Chairman Tim Martin slammed the Government’s handling of the Coronavirus pandemic and the effect it’s having on the hospitality industry.

“For the two months following reopening, it appeared that the hospitality industry, in difficult circumstances, was adapting to the new regime and was getting ‘back on its feet’, albeit in survival mode,” he said.

“It appears that the government and its advisers were clearly uncomfortable as the country emerged from lockdown. They have introduced, without consultation, under emergency powers, an ever-changing raft of ill-thought-out regulations - these are extraordinarily difficult for the public and publicans to understand and to implement. None of the new regulations appears to have any obvious basis in science.

“For example, a requirement for table service was introduced - which is expensive to implement and undermines the essential nature of pubs for many people - pubs have now become like restaurants. Customers can approach the till in a shop, but not in a pub - which is, in no sense, ‘scientific’.

“In addition, face-coverings, for which the health benefits are debatable, need not be worn while seated, yet must be worn to go to visit the bathroom - another capricious regulation.

“The most damaging regulation relates to the 10pm curfew, which has few supporters outside of the narrow cloisters of Downing Street and SAGE meetings. This has meant that many thousands of hospitality industry employees, striving to maintain hygiene and social-distancing standards, go off duty at 10pm, leaving people to socialise in homes and at private events which are, in reality, impossible to regulate.

“In marked contrast to the consistency of the comparatively successful Swedish approach, which emphasises social distancing, hygiene and trust in the people, the erratic UK government is jumping from pillar to post and is both tightening and tinkering with regulations, so we are now in quasi-lockdown which is producing visibly worse outcomes than those in Sweden, in respect of both health and the economy.

“Risk cannot be eliminated completely in pubs, but sensible social-distancing and hygiene policies, combined with continued assistance and co-operation from the authorities, should minimise it.
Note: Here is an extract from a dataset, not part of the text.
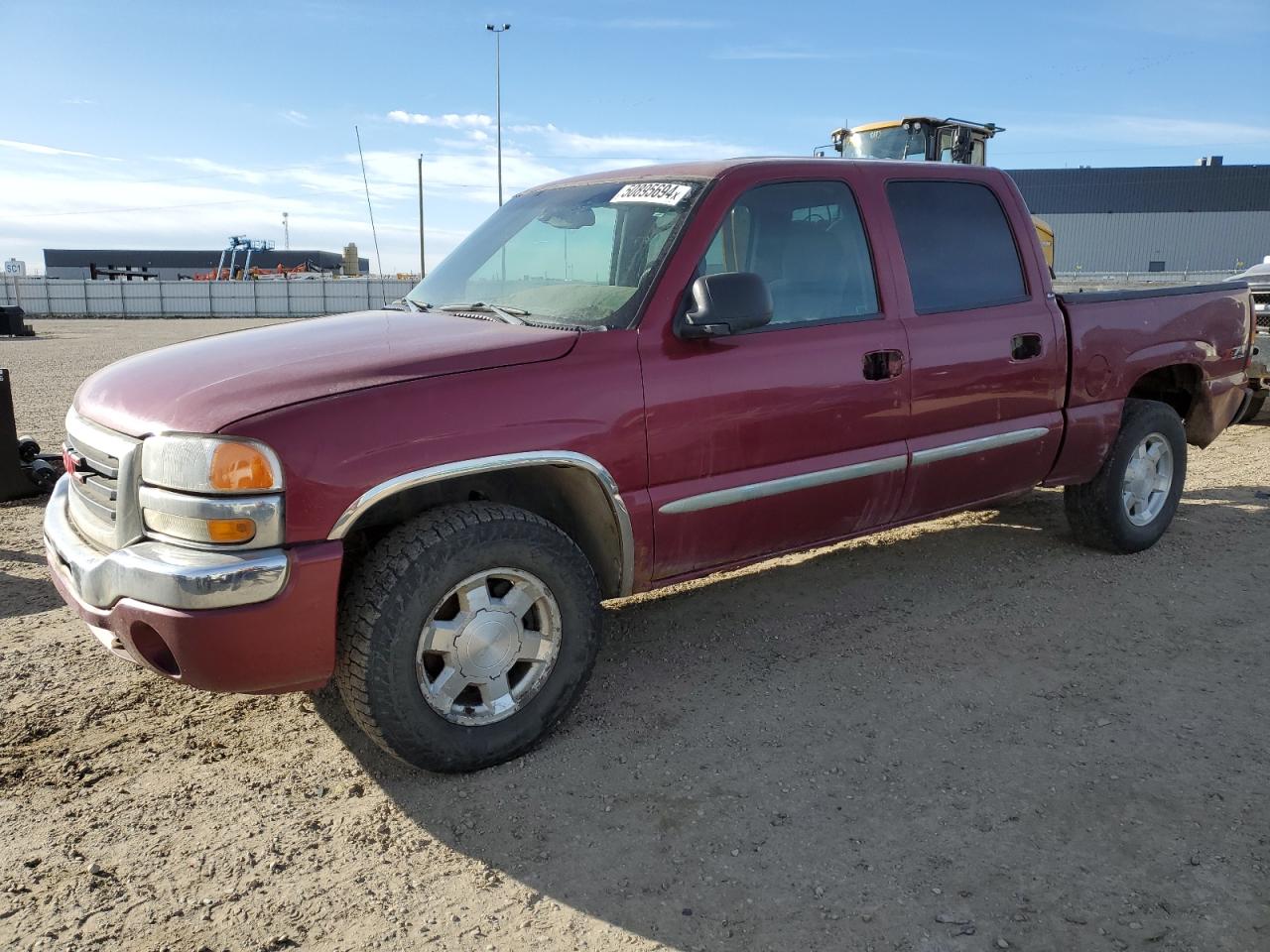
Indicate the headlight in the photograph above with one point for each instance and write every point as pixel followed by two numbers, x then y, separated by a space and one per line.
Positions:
pixel 209 465
pixel 211 492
“Like-for-like sales in the first 11 weeks have been 15.0% below those of last year, with strong sales in the first few weeks, followed by a marked slowdown since the introduction of a curfew and other regulations, some of which are referred to above.

“The recent curfew and introduction of table service only have been particularly damaging for trade, depressing sales for customers who find it too much ‘faff’, at the same time as substantially increasing costs.

“As a result of recent changes in regulations, the outlook for pubs over the remainder of the current financial year is even more unpredictable than hitherto.”

“The company has successfully adapted its business, over the last 41 years, to cope with widely different political and economic circumstances. We now employ over 40,000 people, 10,000 of whom are shareholders in the company, and are a major contributor to national income, paying approximately one pound in every thousand of treasury receipts in 2019 and in preceding years.

“However, the company and the entire hospitality industry need a more sensible and consistent regulatory framework in which to operate - the current environment of lockdowns, curfews and constantly changing regulations and announcements threatens not only pub companies, but the entire economy. The most important lesson, as Professor Mark Woolhouse of Edinburgh University has said, is that 'lockdown just defers the problem; it doesn’t solve it'.”